Due to their model-free assumptions and their ability to interpret a wide range of data types, ANNs have been frequently used in genetics. They are especially popular prediction tools, whether it be for protein structure and folding (Cai et al. 2003), variant genotype calling in microarrays and sequencers (Poplin et al. 2018), or the question of whether tumors will metastasize (Wang and Yu 2020).

ANNs can be used for feature importance, as well, though they are more commonly used for prediction and are more of a black box than other methods. Olden and Jackson proposed a randomization approach for ANNs that allows users to quantitatively assess both the individual and interactive effects of the input variables in the network prediction process, as well as evaluate the overall contributions of the variables to the prediction, which they demonstrated effectively using ecological examples (Olden and Jackson 2002). Initially, in genetics, ANNs were used as an alternative to traditional single locus and multilocus association methods, meaning that ANNs would evaluate the potential association of a single marker on disease status. Curtis found their power comparable or better to other traditional methods like haplotype analysis (Curtis 2007), but there has not been much movement in this aspect for over a decade, likely due to the effectiveness of traditional methods at finding main effects in association studies.
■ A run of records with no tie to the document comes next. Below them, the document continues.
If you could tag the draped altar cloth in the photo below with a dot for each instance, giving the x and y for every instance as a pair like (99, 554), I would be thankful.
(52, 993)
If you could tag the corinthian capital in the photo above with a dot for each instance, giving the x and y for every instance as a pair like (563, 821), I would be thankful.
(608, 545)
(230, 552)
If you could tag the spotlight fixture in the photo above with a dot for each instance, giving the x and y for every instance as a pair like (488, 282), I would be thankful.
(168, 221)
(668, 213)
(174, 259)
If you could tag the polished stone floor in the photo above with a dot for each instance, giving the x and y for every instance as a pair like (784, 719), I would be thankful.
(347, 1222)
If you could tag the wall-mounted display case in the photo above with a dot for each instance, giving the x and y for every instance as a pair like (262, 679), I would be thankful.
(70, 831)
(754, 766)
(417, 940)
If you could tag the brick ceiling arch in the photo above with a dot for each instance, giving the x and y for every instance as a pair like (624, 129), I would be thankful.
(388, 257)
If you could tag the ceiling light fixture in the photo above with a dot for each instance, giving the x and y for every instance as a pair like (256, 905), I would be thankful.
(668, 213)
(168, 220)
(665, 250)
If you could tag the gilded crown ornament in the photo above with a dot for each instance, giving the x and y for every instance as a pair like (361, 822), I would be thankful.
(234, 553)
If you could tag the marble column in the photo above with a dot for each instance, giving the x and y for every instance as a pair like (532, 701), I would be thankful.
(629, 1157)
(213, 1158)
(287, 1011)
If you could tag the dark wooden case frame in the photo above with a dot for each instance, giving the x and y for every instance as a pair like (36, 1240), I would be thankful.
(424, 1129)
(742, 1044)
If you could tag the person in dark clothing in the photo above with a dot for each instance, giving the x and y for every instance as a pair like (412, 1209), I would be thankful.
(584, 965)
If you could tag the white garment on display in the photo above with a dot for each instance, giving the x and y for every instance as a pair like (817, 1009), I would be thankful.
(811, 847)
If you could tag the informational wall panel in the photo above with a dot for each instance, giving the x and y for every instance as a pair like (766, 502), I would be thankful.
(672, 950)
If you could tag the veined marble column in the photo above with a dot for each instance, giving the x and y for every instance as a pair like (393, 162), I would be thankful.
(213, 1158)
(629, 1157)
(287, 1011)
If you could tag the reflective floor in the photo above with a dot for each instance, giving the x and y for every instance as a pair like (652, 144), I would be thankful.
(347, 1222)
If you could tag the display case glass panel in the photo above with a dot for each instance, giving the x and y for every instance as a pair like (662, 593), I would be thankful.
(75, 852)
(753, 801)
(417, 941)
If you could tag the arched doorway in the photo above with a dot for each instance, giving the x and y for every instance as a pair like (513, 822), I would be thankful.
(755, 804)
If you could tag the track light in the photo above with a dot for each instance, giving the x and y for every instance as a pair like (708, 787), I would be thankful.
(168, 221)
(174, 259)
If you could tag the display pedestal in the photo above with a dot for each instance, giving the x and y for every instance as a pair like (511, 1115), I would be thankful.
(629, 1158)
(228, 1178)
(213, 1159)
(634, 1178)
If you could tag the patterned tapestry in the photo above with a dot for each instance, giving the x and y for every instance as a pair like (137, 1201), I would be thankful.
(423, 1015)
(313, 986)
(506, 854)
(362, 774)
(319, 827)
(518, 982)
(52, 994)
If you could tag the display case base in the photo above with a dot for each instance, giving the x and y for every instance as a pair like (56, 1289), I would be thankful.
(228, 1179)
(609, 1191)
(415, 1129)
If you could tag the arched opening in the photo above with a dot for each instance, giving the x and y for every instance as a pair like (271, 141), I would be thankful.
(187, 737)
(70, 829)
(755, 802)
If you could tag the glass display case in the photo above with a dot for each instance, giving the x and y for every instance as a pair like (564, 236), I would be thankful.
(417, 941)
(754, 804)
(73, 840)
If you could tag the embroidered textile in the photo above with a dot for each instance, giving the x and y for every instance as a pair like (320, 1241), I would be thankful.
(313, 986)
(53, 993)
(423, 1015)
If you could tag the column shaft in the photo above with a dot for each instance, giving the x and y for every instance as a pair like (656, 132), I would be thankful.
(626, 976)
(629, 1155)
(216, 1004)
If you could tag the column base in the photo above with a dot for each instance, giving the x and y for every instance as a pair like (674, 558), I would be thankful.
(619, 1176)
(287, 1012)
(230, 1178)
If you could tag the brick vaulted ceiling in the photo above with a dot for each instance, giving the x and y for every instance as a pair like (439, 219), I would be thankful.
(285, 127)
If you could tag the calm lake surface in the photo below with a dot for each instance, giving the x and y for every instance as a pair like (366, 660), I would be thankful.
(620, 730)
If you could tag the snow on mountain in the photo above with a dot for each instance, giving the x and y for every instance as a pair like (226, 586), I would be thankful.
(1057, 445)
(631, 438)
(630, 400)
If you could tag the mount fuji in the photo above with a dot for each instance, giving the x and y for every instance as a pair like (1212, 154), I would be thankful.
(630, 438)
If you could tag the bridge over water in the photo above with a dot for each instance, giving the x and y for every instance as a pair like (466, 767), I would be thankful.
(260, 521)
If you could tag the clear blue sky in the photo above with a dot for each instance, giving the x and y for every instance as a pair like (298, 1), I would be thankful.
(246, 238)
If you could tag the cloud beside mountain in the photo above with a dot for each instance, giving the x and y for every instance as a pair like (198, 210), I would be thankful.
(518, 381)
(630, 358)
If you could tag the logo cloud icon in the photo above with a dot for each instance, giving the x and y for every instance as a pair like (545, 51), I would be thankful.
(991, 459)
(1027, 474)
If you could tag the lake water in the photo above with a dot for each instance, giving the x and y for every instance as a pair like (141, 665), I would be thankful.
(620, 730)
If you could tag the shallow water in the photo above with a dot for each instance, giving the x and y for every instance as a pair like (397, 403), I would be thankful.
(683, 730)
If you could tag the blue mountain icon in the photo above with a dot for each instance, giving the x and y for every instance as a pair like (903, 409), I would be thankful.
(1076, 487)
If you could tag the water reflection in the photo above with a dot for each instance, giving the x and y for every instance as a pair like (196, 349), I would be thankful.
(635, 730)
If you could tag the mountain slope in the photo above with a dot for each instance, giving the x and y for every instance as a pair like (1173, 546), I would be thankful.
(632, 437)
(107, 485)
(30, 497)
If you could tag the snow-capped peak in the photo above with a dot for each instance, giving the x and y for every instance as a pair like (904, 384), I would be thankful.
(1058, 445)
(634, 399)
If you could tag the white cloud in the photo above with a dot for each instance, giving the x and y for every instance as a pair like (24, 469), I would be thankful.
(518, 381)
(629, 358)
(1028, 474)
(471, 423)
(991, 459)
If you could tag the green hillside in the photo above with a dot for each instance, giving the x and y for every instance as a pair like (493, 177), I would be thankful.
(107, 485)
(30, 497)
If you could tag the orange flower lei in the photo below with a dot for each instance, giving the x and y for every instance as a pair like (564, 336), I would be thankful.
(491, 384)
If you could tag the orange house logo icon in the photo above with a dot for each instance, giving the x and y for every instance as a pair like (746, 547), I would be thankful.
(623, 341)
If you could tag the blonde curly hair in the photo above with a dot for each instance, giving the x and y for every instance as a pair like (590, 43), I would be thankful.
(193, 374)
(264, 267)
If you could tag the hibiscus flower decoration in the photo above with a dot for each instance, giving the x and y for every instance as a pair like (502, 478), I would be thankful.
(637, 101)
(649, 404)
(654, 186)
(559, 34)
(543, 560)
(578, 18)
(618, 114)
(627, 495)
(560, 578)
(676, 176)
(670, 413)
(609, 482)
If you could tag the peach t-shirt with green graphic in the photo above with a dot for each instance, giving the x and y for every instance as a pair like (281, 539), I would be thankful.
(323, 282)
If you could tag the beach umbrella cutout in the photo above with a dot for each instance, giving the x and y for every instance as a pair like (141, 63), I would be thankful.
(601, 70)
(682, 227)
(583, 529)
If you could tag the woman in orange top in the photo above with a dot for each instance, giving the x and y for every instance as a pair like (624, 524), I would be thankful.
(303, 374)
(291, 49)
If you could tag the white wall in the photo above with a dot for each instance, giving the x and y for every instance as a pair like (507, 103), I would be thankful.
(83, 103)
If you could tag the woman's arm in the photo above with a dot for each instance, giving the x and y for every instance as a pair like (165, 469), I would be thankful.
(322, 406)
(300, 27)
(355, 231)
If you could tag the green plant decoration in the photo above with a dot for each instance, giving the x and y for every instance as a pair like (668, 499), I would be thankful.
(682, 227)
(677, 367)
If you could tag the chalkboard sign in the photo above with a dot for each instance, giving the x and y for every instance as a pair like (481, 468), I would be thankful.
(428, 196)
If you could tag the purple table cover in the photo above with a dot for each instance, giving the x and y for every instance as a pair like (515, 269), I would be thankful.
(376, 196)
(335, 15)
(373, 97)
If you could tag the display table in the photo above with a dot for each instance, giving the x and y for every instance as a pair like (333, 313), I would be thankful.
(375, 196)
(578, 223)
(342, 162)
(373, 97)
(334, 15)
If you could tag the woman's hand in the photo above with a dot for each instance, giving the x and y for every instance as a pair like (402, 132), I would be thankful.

However, this does not mean that feature importance using ANNs in genetics has remained stagnant. ANNs have been particularly useful in gene expression and gene–gene interaction studies. Tong and Schierz (2011) developed a hybrid ANN algorithm for gene expression data that specifically detects genes that are good predictors, called genetic analysis neural network (GANN). The ANN algorithm is combined with a genetic programming (GP) algorithm. GP algorithms are inspired by evolution; they generate a population of solutions which proceed to mutate and recombine over a preset number of generations. The best solutions are determined via a fitness metric. GANN emphasizes importance of features, and uses the ANN part of the algorithm to determine the fitness function of the GA. Results using expression data found that GANN was able identify genes that had been identified as significant using the traditional methods as well as novel genes that were biologically relevant to the trait being studied (Tong and Schierz 2011). The significant genes from the initial GANN study were later used to develop the artificial neural network inference (ANNI) approach to identify epistatic interactions. This procedure used ANNI to explore all potential influences of genes amongst themselves (Tong et al. 2014). A matrix of interactions that can be ranked by value is the output.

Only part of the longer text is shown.